Does Core Data/SQLite compress redundant information?

I want to use Core Data (probably with SQLite backing) to store a large database. Much of the string data will be the same between numerous rows. Does Core Data/SQLite see such redundancy, and automatically save space in the db files?

Do I need to make sure that the same text in different rows is the same string object before adding it to the db? If so, how do I detect that a new piece of text matches something anywhere in the existing db?

Upvotes: 0

Views: 321

Answers (2)

Nyon
Nyon

Reputation: 11

Application-layer logic can help reduce space at the cost of application complexity.

Say your name field can contain either an integer or a string. (SQLite's weak typing makes this easy to do).

If string -- that's the name right there.

If integer -- go look it up on a name table, using the int as key

Of course you have to create that name table, either on the fly as data is inserted, or a once-in-a-while trawl through the data for new names that are worth surrogating in this way.

Upvotes: 0

Tom Harrington
Tom Harrington

Reputation: 70976

No, Core Data does not attempt to analyze your data to avoid duplication.
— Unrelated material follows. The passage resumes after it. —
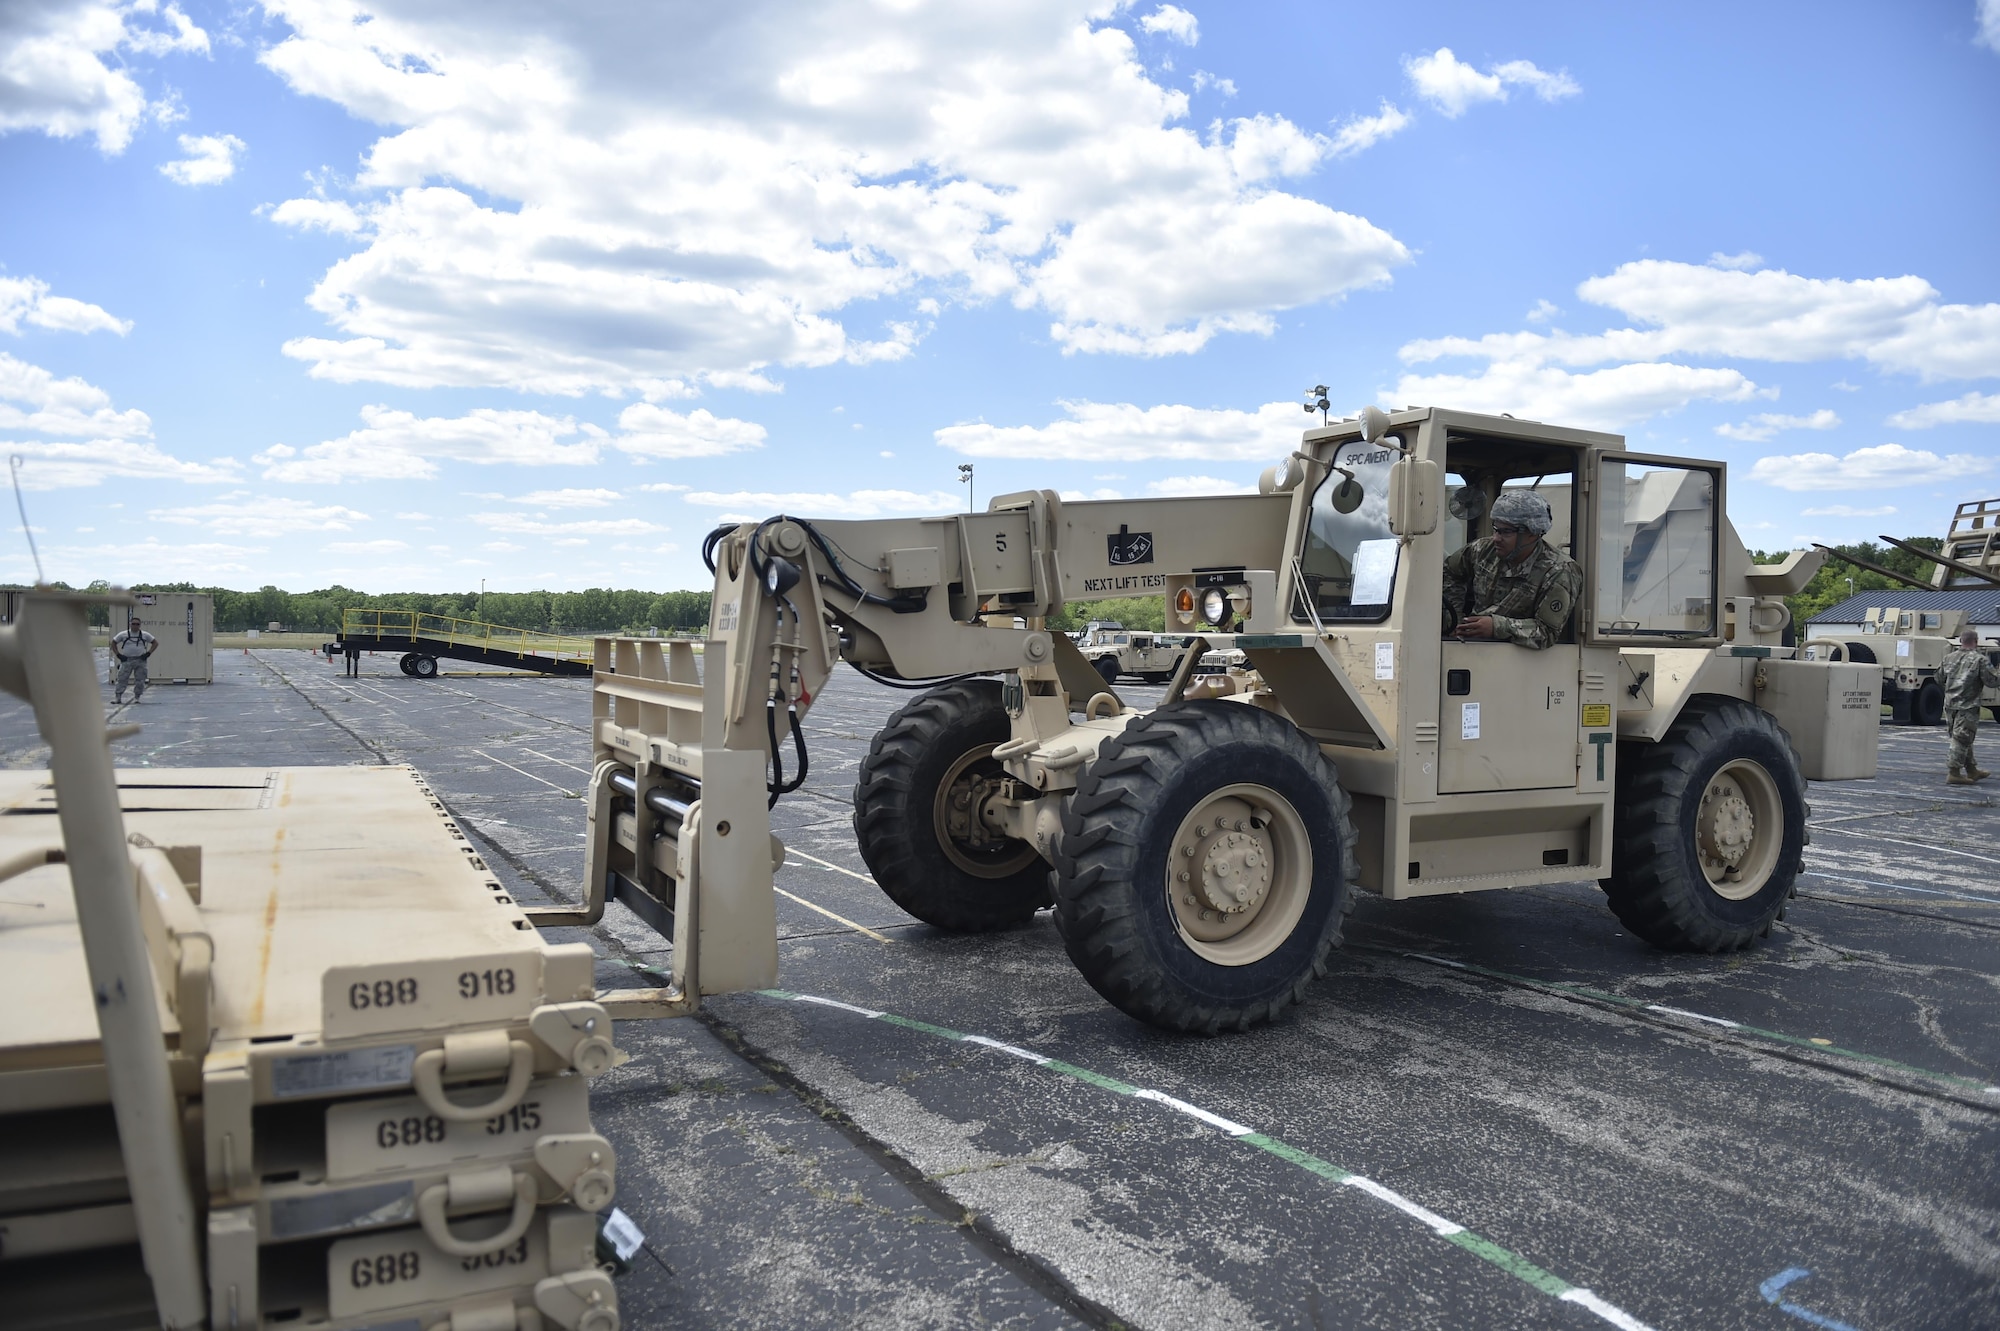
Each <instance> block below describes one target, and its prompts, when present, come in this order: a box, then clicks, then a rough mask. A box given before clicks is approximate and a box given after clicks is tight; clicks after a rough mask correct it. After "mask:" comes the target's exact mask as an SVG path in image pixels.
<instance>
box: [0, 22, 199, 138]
mask: <svg viewBox="0 0 2000 1331" xmlns="http://www.w3.org/2000/svg"><path fill="white" fill-rule="evenodd" d="M124 52H136V54H142V56H166V54H208V34H206V32H202V30H200V28H198V26H194V20H190V18H188V14H186V12H184V10H182V8H180V6H178V4H164V6H162V4H158V0H132V2H130V4H112V2H108V0H8V2H6V4H0V134H6V132H10V130H40V132H42V134H50V136H54V138H76V136H80V134H90V136H92V138H96V142H98V148H100V150H102V152H108V154H120V152H124V150H126V146H128V144H130V142H132V132H134V130H136V128H138V124H140V120H144V116H146V112H148V110H150V104H148V100H146V90H144V88H142V86H140V82H138V78H134V74H132V70H130V68H128V66H126V60H124Z"/></svg>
If you want to save 10 million objects with the same attributes, you'll get 10 million copies.

If you want to avoid creating duplicate instances, you need to do a fetch for matching instances before creating a new one. The general approach is

  1. Fetch objects matching new data-- according to whatever standard indicates a duplicate for your app. Use a predicate with the fetch that contains the attribute(s) that you don't want to duplicate.
  2. If you find anything, either (a) update the instances you find with any new values you have, or (b) if there are no new values, do nothing.
  3. If you don't find anything, create a new instance.